Modified potentiometric titration method to distinguish and quantify oxygenated functional groups on carbon materials by pK_a and chemical reactivity

The presence and form of oxygenated functions on carbons lead to significant differences in material properties that impact surface chemistry, catalysis, electronic, and mechanical properties. Titration methodologies, specifically potentiometric and Boehm titrations, classify the types of acidic functions present on carbon materials into broad categories described as carboxylic, lactonic, and phenolic functions based upon the measured or estimated acid dissociation constants (pK_a). The accuracy of these methods depends, however, on the estimates for pK_a values and suffers when multiple possible species possess similar pK_a values. Here, we improve upon past methods by combining potentiometric and chemical titrations, which involves identifying acidic functions by pK_a values but also examining how functional groups react with alkaline titrants. Specifically, Brønsted acids like carboxylic and phenolic groups deprotonate reversibly when contacted with alkaline titrant solutions; however, lactonic functions undergo hydrolysis to form carboxylic acids and hydroxyls during identical treatments.

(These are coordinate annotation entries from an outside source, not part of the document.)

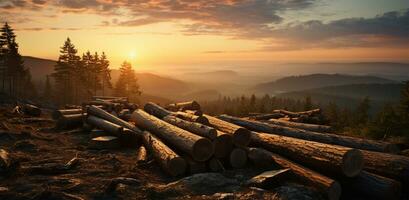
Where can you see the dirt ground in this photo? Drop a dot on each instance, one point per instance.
(42, 152)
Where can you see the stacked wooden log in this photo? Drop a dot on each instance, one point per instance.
(182, 140)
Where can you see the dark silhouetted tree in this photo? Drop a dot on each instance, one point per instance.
(48, 90)
(308, 103)
(362, 112)
(65, 73)
(105, 73)
(13, 67)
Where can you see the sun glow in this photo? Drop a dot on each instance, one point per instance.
(132, 55)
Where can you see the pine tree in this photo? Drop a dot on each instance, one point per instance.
(12, 61)
(404, 101)
(308, 103)
(48, 91)
(127, 84)
(105, 73)
(362, 112)
(65, 75)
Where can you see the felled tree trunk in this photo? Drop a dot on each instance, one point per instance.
(190, 105)
(238, 158)
(312, 136)
(31, 110)
(70, 121)
(166, 157)
(223, 144)
(156, 110)
(267, 116)
(93, 110)
(373, 186)
(198, 147)
(389, 165)
(141, 155)
(327, 186)
(193, 127)
(215, 165)
(192, 118)
(105, 125)
(304, 126)
(241, 136)
(59, 113)
(318, 156)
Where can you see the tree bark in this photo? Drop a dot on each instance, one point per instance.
(194, 112)
(304, 126)
(70, 121)
(318, 156)
(58, 113)
(98, 112)
(192, 118)
(193, 127)
(267, 116)
(190, 105)
(198, 147)
(241, 136)
(223, 144)
(298, 114)
(141, 155)
(166, 157)
(373, 186)
(327, 186)
(195, 167)
(238, 158)
(312, 136)
(156, 110)
(388, 165)
(215, 165)
(105, 125)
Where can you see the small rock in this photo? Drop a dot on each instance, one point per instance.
(405, 152)
(104, 142)
(204, 183)
(269, 179)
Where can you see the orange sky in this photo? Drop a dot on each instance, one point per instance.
(154, 34)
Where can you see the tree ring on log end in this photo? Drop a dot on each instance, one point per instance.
(202, 149)
(238, 158)
(177, 166)
(223, 145)
(392, 148)
(352, 163)
(334, 191)
(241, 137)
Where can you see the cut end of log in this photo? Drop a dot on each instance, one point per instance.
(238, 158)
(352, 163)
(202, 149)
(202, 120)
(241, 137)
(392, 148)
(334, 191)
(223, 145)
(177, 166)
(215, 165)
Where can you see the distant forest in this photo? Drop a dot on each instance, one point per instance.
(392, 119)
(75, 79)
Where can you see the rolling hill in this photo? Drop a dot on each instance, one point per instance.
(351, 95)
(304, 82)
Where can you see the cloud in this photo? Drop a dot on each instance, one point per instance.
(388, 29)
(260, 20)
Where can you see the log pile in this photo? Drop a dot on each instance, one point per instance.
(183, 140)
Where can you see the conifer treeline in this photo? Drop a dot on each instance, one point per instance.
(78, 78)
(15, 78)
(391, 120)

Consequently, comparisons between sequential potentiometric titrations can be used to discriminate between functional groups by examining their pK_a values but also their reactivity. Tests on probe compounds and functionalized carbon materials show our method successfully distinguishes lactones from other acidic functions on carbon surfaces and suggests the methodology complements other characterization techniques for carbon materials.